Vilma Silva has portrayed such iconic characters as Portia in “The Merchant of Venice,” Julius Caesar in “Julius Caesar,” and Katherina in “The Taming of the Shrew” during her 23 seasons at the Oregon Shakespeare Festival.
After graduating from Santa Clara University, Silva performed with El Teatro Campesino and the American Conservatory Theatre before coming to Ashland for her first OSF role in “Blood Wedding.” This season, she is Armida in “Mojada” and Mistress Page in “The Merry Wives of Windsor.” We got together at Bloomsbury Coffee House in Ashland.
EH: How do you create such real people on stage?

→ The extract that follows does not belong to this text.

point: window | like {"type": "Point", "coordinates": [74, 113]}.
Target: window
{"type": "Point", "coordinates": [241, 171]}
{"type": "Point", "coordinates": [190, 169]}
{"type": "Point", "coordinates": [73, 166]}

VS: I always start with what’s on the page. Then, it’s looking at the people who you’re going to be saying these things to. There are going to be clues — in how to make them see things your way — to make them do what you want them to do. That’s going to come from the other actors. And certainly, there are things in one’s life that you can draw upon.EH: What are the elements that make a great play?
VS: I love a great story told honestly, something that’s engaging, with a kind of simplicity and purity. I love a great entertainment as well, but I’m really compelled by a great story, where you get pulled in. Great puzzles, great mysteries, are compelling to me — or if something completely surprises me — I love being taken out of myself, being drawn into a great story.
Sometimes I’ve done plays that I thought were wonderful scripts, and they somehow didn’t work out. Sometimes you get lost in how you tell the story, or what the external elements are.
When I look out at the audience, and I feel that kind of energy coming at us — where people forget where they are — then, I know that we’re doing well.
EH: What’s unique about communication between actors?
VS: Sometimes you get plunked down in a theater with people that you’ve never worked with before and, for some reason, it just clicks. If you’re lucky enough, you develop those relationships very quickly. Professionally we all know that we’re going to try to tell a story and convince the audience members that we have these relationships, that we are much closer than we actually are — as people off-stage. We know that’s the goal. Sometimes it’s more work, and sometimes it’s less work. Sometimes it’s just easier, we call it chemistry. And sometimes it’s surprising, and it’s really fun. And you cut through all that back-story and you’re there together, and it works.
When you have a company like this one, where it’s built over years (so many years of doing something like this is going to give you perspective anyway) and then, when you happen to have people around you, who have shared specific experiences, it’s a lot of fun. There is a kind of security: You know each other, you like each other, you know each other’s kids and homes. It’s a much bigger life, and the perspective runs very deep and very wide.
One of my favorite plays to do was “The Taming of the Shrew” with Michael Elich. The response was so tremendous. I think the most fun is when everybody in the theater is part of the fun. It’s so great when your audience is with you.